The Knowledge Navigator is a concept described by former Apple Computer CEO John Sculley in his 1987 book, Odyssey: Pepsi to Apple. It describes a device that can access a large networked database of hypertext information, and use software agents to assist searching for information.

Videos
Apple produced several concept videos showcasing the idea. All of them featured a tablet style computer with numerous advanced capabilities, including an excellent text-to-speech system with no hint of "computerese", a gesture based interface resembling the multi-touch interface later used on the iPhone and an equally powerful speech understanding system, allowing the user to converse with the system via an animated "butler" as the software agent.

In one vignette a university professor returns home and turns on his computer, in the form of a tablet the size of a large-format book. The agent is a bow-tie wearing butler who appears on the screen and informs him that he has several calls waiting. He ignores most of these, from his mother, and instead uses the system to compile data for a talk on deforestation in the Amazon Rainforest. While he is doing this, the computer informs him that a colleague is calling, and they then exchange data through their machines while holding a video based conversation.

In another such video, a young student uses a smaller handheld version of the system to prompt him while he gives a class presentation on volcanoes, eventually sending a movie of an exploding volcano to the video "blackboard". In a final installment a user scans in a newspaper by placing it on the screen of the full-sized version, and then has it help him learn to read by listening to him read the scanned results, and prompting when he pauses.

Credits
The videos were funded and sponsored by Bud Colligan, Director of Apple's higher education marketing group, written and creatively developed by Hugh Dubberly and Doris Mitsch of Apple Creative Services, with technical and conceptual input from Mike Liebhold of Apple's Advanced Technologies Group and advice from Alan Kay, then an Apple Fellow. The videos were produced by The Kenwood Group in San Francisco and directed by Randy Field. The director of photography was Bill Zarchy. The post-production mix was done by Gary Clayton at Russian Hill Recording for The Kenwood Group. The product industrial design was created by Gavin Ivester and Adam Grosser of Apple design.

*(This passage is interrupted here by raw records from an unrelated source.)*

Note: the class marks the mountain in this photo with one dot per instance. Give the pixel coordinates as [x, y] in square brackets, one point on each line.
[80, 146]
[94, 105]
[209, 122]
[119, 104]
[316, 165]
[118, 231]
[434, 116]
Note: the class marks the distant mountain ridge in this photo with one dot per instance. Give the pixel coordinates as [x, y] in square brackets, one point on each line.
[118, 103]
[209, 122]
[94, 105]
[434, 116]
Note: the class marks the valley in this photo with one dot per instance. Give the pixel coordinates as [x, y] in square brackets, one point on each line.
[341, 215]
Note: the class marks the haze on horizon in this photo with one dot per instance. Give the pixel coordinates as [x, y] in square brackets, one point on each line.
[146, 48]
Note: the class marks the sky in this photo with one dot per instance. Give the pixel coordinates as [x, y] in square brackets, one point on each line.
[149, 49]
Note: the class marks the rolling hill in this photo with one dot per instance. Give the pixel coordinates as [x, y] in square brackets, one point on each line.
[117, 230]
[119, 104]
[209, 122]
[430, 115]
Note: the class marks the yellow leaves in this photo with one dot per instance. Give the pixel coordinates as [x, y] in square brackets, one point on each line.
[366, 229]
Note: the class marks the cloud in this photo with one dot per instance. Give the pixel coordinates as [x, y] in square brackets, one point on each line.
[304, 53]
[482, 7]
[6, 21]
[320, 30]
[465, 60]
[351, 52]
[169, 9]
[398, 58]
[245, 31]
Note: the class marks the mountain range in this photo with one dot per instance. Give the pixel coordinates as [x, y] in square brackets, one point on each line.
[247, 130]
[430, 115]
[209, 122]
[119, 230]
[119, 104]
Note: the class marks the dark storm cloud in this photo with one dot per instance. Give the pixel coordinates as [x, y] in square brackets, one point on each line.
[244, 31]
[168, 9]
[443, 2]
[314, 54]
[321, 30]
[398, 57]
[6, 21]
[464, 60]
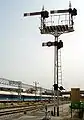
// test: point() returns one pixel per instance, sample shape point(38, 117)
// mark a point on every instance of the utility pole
point(35, 88)
point(56, 30)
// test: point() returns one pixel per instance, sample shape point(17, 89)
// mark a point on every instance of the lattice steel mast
point(56, 31)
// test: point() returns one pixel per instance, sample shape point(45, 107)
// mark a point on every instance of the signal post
point(56, 30)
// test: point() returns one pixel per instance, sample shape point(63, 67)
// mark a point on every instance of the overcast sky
point(22, 56)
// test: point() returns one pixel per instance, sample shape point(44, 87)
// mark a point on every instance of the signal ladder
point(60, 78)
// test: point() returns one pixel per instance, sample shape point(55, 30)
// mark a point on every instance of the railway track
point(19, 110)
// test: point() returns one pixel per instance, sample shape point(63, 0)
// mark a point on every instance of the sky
point(22, 56)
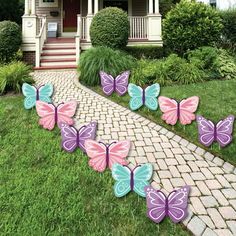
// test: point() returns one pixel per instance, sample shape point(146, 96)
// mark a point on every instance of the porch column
point(26, 7)
point(33, 11)
point(95, 6)
point(150, 6)
point(156, 10)
point(90, 10)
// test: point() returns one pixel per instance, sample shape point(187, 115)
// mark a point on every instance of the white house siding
point(222, 4)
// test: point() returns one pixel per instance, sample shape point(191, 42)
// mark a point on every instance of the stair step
point(55, 67)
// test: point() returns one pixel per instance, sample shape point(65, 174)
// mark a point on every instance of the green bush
point(13, 75)
point(190, 25)
point(168, 71)
point(146, 52)
point(229, 29)
point(102, 58)
point(10, 40)
point(110, 27)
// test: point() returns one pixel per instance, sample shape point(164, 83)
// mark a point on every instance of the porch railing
point(40, 39)
point(138, 27)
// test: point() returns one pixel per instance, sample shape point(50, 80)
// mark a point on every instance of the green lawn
point(45, 191)
point(217, 100)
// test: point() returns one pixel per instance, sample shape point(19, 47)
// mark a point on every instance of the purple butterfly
point(220, 132)
point(119, 84)
point(73, 138)
point(174, 206)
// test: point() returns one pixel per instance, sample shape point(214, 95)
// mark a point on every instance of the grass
point(217, 100)
point(46, 191)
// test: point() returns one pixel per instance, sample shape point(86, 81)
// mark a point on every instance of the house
point(220, 4)
point(73, 19)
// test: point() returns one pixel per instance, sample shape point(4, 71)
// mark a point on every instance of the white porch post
point(154, 22)
point(151, 6)
point(26, 7)
point(89, 20)
point(156, 6)
point(95, 6)
point(33, 9)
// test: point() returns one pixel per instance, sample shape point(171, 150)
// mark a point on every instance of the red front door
point(71, 8)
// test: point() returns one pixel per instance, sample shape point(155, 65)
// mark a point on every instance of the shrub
point(168, 71)
point(102, 58)
point(146, 52)
point(13, 75)
point(229, 29)
point(110, 27)
point(10, 40)
point(190, 25)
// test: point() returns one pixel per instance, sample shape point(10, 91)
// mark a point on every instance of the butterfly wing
point(177, 204)
point(87, 132)
point(107, 82)
point(156, 204)
point(122, 81)
point(30, 95)
point(151, 93)
point(47, 113)
point(205, 131)
point(122, 176)
point(97, 154)
point(136, 94)
point(187, 108)
point(169, 108)
point(65, 112)
point(142, 174)
point(45, 93)
point(118, 152)
point(69, 137)
point(224, 130)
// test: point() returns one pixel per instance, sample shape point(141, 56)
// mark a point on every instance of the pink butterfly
point(51, 115)
point(182, 111)
point(102, 155)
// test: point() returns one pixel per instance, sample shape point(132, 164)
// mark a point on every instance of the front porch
point(74, 20)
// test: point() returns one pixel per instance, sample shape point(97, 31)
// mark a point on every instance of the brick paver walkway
point(212, 205)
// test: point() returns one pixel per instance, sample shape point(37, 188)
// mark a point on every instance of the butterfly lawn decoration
point(174, 205)
point(131, 180)
point(221, 132)
point(105, 155)
point(182, 111)
point(73, 138)
point(52, 115)
point(33, 94)
point(140, 97)
point(118, 84)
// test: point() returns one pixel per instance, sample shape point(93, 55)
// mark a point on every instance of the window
point(48, 3)
point(213, 3)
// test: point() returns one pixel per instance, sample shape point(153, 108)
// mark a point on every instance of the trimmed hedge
point(106, 59)
point(229, 30)
point(10, 40)
point(110, 28)
point(190, 25)
point(148, 52)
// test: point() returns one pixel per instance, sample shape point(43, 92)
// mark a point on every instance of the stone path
point(212, 204)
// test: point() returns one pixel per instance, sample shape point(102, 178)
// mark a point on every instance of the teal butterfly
point(140, 97)
point(33, 94)
point(131, 180)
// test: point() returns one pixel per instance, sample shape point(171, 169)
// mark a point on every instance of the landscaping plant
point(105, 59)
point(110, 27)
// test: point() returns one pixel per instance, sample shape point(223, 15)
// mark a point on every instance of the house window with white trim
point(48, 3)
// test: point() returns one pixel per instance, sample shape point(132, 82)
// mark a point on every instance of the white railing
point(40, 39)
point(138, 27)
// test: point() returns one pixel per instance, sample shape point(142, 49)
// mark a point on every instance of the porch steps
point(58, 53)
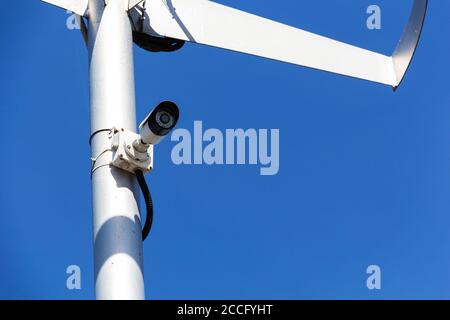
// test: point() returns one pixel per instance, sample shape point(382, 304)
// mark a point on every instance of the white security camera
point(159, 123)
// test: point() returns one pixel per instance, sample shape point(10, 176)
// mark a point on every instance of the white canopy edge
point(213, 24)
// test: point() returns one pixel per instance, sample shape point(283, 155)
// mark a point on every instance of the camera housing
point(159, 123)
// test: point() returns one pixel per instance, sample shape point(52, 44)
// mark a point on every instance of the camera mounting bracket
point(127, 156)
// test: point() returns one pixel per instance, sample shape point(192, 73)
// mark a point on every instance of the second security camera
point(159, 123)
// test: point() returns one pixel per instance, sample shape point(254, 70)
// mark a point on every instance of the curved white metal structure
point(209, 23)
point(117, 227)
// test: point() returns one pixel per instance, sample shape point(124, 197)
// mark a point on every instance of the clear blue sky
point(364, 173)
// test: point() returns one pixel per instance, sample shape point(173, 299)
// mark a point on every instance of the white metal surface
point(76, 6)
point(408, 43)
point(118, 255)
point(213, 24)
point(130, 156)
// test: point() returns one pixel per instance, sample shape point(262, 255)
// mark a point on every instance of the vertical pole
point(118, 258)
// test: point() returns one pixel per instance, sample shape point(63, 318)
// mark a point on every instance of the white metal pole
point(118, 256)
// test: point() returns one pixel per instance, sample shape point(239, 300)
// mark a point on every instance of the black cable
point(148, 203)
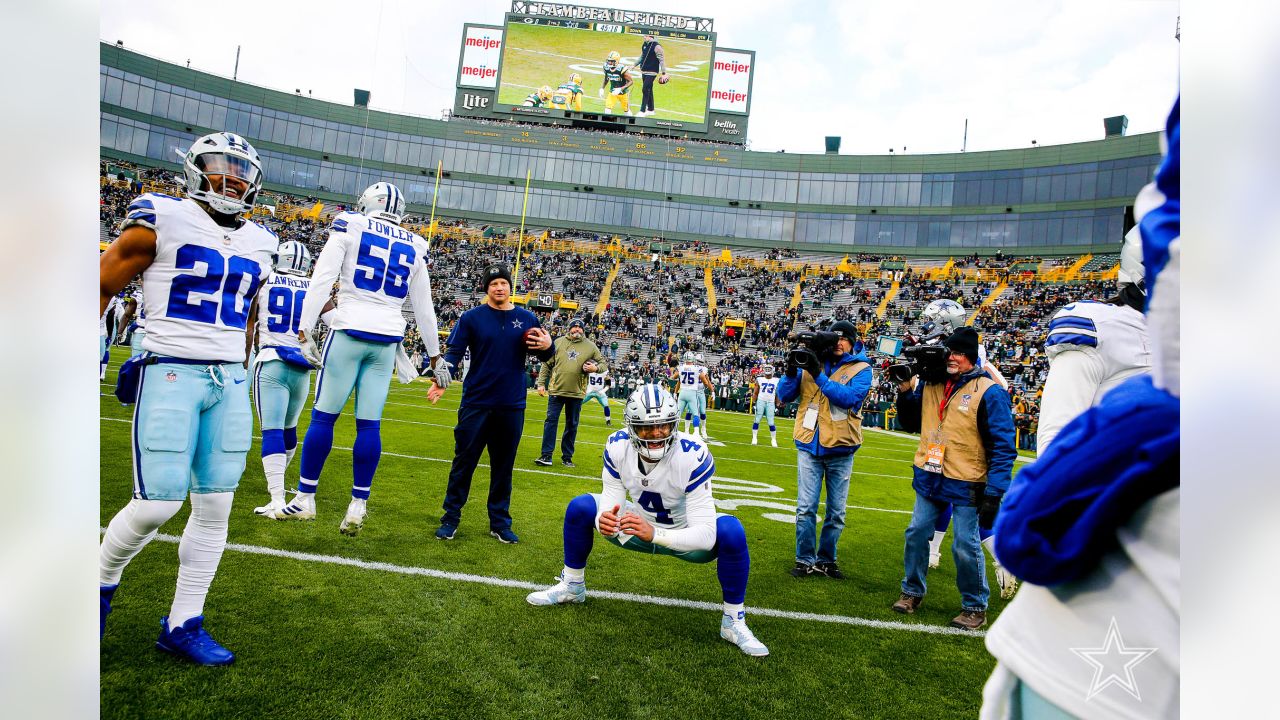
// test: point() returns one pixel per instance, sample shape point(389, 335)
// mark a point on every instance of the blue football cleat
point(105, 593)
point(192, 641)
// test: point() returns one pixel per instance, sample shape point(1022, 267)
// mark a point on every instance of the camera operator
point(830, 377)
point(965, 459)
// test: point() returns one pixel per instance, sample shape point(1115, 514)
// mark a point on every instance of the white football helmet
point(382, 200)
point(946, 315)
point(1132, 270)
point(223, 154)
point(652, 406)
point(293, 259)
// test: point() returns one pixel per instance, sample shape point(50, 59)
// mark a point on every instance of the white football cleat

Samir Arora, a software engineer at Apple was involved in R&D on application navigation and what was then called hypermedia. He wrote an important white paper entitled “Information Navigation: The Future of Computing". While working for Apple CEO John Sculley at the time, Arora built the technology to show fluid access to linked data displayed in a friendly manner an emerging area of research at Apple.

The Knowledge Navigator video premiered in 1987 at Educom, the leading higher education conference, in a keynote by John Sculley, with demos of multimedia, hypertext and interactive learning directed by Bud Colligan.

The music featured in this video is Georg Anton Benda's Harpsichord Concerto in C.

Reception
The software agent in the video has been discussed in the domain of human–computer interaction. It was criticized as being an unrealistic portrayal of the capacities of any software agent in the foreseeable future, or even in a distant future.

Some visions put forth by proponents of the Semantic Web have been likened to that of the Knowledge Navigator by Marshall and Shipman, who argue that some of these visions "ignore the difficulty of scaling knowledge-based systems to reason across domains, like Apple's Knowledge Navigator," and conclude that, as of 2003, "scenarios of the complexity of [a previously quoted] Knowledge Navigator-like approach to interacting with people and things in the world seem unlikely."

Siri

The notion of Siri was firmly planted at Apple 25 years ago though “Knowledge Navigator” with the voice of the assistant was only a concept prototype. In one of the videos, a man is seen asking the assistant to search for an article published 5 years before his time, the assistant finds it and tells the article being dated to 2006, and due to this we can conclude that the video is set to take place in September 2011. In October 2011, Apple relaunched Siri, a voice activated personal assistant software vaguely similar to that aspect of the Knowledge Navigator just a month after their initial prediction.

See also 
 "1984" (advertisement)
 Artificial intelligence
 Clippy
 Dynabook
 Hyperland
 Knowledge visualization
 Memex
 Office of the future
 Starfire video prototype
 Technological singularity

References

External links 
 The entire "professor" video (5 min 45 s)
 "Future Shock" a similar video, also made by Apple (11 min 54 s)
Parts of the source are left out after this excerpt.